UK-based retailer Adams Childrenswear, which has outlets around the Republic, is expected to go into administration shortly as a result of pressure from creditors that include Burdale. Burdale advanced £10 million to Adams, which is owned by Northern Ireland businessman John Shannon.

Mr Shannon, who is reported to be owed £20 million by the group, brought the retailer out of administration last year. It has more than 300 outlets including 31 in the Republic and 12 in the North.

Calls to the Adams headquarters in England yesterday went unanswered. The spokesman for the Bank of Ireland said that again the bank expected to recover all its funds. The spokesman said that, contrary to some reports, Burdale does not have a direct exposure to Zavvi, a retail group that placed its UK operating companies in administration on Christmas Eve.

The group, formerly Virgin Megastores, has more than 120 outlets in the UK and was the subject of a reportedly £1 management buyout last year. Its 11 outlets in the Republic are not affected by the appointment of the administrator.
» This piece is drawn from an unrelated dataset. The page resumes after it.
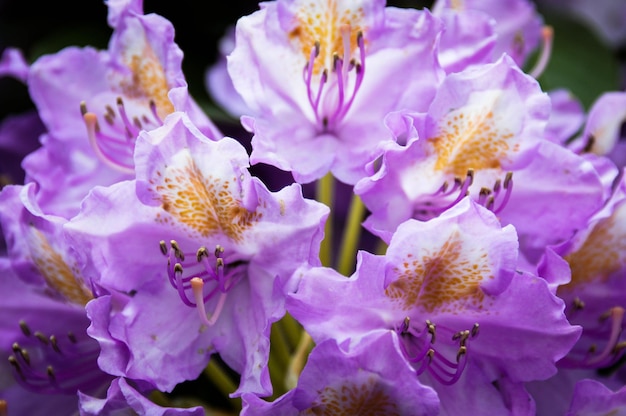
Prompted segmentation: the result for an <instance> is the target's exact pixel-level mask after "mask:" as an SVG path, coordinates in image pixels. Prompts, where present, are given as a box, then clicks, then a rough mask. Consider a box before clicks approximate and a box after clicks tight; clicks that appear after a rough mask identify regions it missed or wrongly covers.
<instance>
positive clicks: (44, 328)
mask: <svg viewBox="0 0 626 416" xmlns="http://www.w3.org/2000/svg"><path fill="white" fill-rule="evenodd" d="M34 188H35V186H34V184H29V185H26V186H24V187H21V186H8V187H5V188H4V189H3V191H2V193H1V194H0V212H1V214H0V221H1V224H2V228H3V231H4V233H5V237H6V240H7V243H8V248H9V254H10V258H8V259H3V260H2V262H1V263H2V270H1V273H0V276H1V278H0V290H1V291H2V293H3V294H4V300H3V302H2V304H1V305H0V354H1V355H2V357H3V363H6V362H7V360H8V364H9V366H10V367H11V372H10V373H9V374H12V377H13V380H14V381H13V383H12V384H13V385H12V386H10V387H7V389H6V390H5V388H4V387H3V388H1V389H0V397H2V398H3V399H4V397H7V399H6V400H7V401H8V402H9V408H10V409H11V412H16V413H15V414H45V413H38V412H41V411H42V409H47V410H46V411H49V408H46V407H45V406H44V405H43V403H49V405H50V406H60V409H61V408H67V407H71V406H73V407H74V408H75V407H76V404H77V400H78V397H77V392H78V391H79V390H80V391H83V392H85V393H89V394H97V393H98V392H99V391H100V390H101V389H102V388H103V387H105V386H106V385H107V384H108V383H109V382H110V380H111V379H112V377H111V376H109V375H108V374H105V373H103V372H102V371H101V370H100V369H99V368H98V365H97V361H96V360H97V357H98V354H99V352H100V348H99V346H98V343H97V342H96V341H95V340H93V339H92V338H90V337H89V336H87V333H86V330H87V327H88V326H89V320H88V319H87V315H86V314H85V309H84V306H85V304H86V303H87V302H88V301H89V300H91V299H92V293H91V290H90V288H89V287H88V285H87V283H86V282H85V281H84V280H83V279H82V277H81V276H80V274H79V273H78V272H77V270H76V265H75V260H74V257H73V255H72V252H71V249H70V247H69V246H68V245H67V244H66V243H65V240H64V239H63V236H62V226H63V223H64V222H65V220H63V219H62V218H57V217H52V216H47V215H44V214H42V213H41V211H40V210H39V207H38V206H37V204H36V202H35V189H34ZM14 383H17V384H14ZM18 386H19V387H18ZM42 395H46V396H42ZM56 396H59V397H56ZM35 397H36V399H35ZM33 400H36V401H37V403H36V404H35V403H33ZM48 401H49V402H48ZM33 407H37V409H38V410H35V409H34V408H33ZM68 413H69V410H68Z"/></svg>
“At this time Zavvi Ireland is not subject to any formal insolvency proceedings,” a spokeswoman said. The outlets in the Republic employ 201 permanent staff and 95 temporary staff.

Zavvi appointed administrators from Ernst Young on Christmas Eve to the companies running its 125 UK stores where 2,363 permanent staff are employed and 1,052 temporary staff.

In a statement the group said that on November 27th “Entertainment UK Limited (EUK), the group’s main supplier, went into administration. Since this time the group has been unable to source stock in the usual way and has been forced to enter into new trading arrangements.

“The directors understand it is unlikely that EUK will be sold as a going concern and the Zavvi group has continued to experience significant difficulty in obtaining stock on favourable credit terms. This has resulted in considerable working capital difficulties as a result of the failure of EUK, in addition to continuing operating losses.”

The administrators intend to continue to trade Zavvi UK with a view to selling all or part of its business as a going concern.